And I stopped, because I was hearing words I’d never heard before.

And I’ve been searching for something
Taken out of my soul
Something I would never lose
Something somebody stole

This weekend, we focused on soul: what feeds us, where we feel at home, how we connect to passion, to center, to power, to connection itself. As part of that, we talked about the thwarts to passion: what does your passion call you to do, and what gets our way?

An important learning from this was that most of the time, the thing thwarting us is not of us. We may have internalized it, sure, but it was something done to us. “Something taken out of my soul. Something I would never lose. Something somebody stole.” Or, something somebody put there, something that doesn’t belong, that we should never have been forced to carry.

One fellow Synergist felt the sense of the thwart so deeply that she was convinced it was all her, and said it felt like a bunch of heavy locks. Gently but with laser clarity as always, one of the program heads, Noel Wight, told her: Very few people put locks inside themselves, just naturally, on purpose. It’s possible that this Synergist was the one who put them there. But what drove that action? What was the message she received that told her: lock yourself away. You are too much to take. Your passion burns too hot. Be quiet. Keep it to yourself.

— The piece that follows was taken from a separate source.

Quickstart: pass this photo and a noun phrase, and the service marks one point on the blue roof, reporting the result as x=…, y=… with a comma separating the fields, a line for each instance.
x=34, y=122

What was stolen from her? What was put in its place?

And how do we get those things back? How do we return to ourselves, to a place where our passion, our will, can flow freely?

The answer differs for each person, but it starts with the body. What movement is restricted now, as a result of that thwarting, that theft, that abuse, that grasping, that constant imposition? Whatever it was, what movement can we use to restore ourselves to ourselves?

Here’s an example: for me, it was space. I got the message repeatedly that I took up too much space: I was too big, my laugh was too loud, I ate too much, and I needed to follow the rules, keep my legs together, and be a lady. So is is any surprise that now my hips are tight, I squeeze my shoulders into their sockets, my ribs get compressed, and I can’t take a full breath?

The restoration of my width, my length, my breath, my available space – this is the work that I need to do to restore my connection to passion, my soul, my source, and my sense of direction: where I am going in my life, and who gets to decide?

When we turn to the body and seek the source of our tensions, our aches, our habitual movements that hold us back, we begin to see other possibilities for movement, other ways that we can be, move, and live.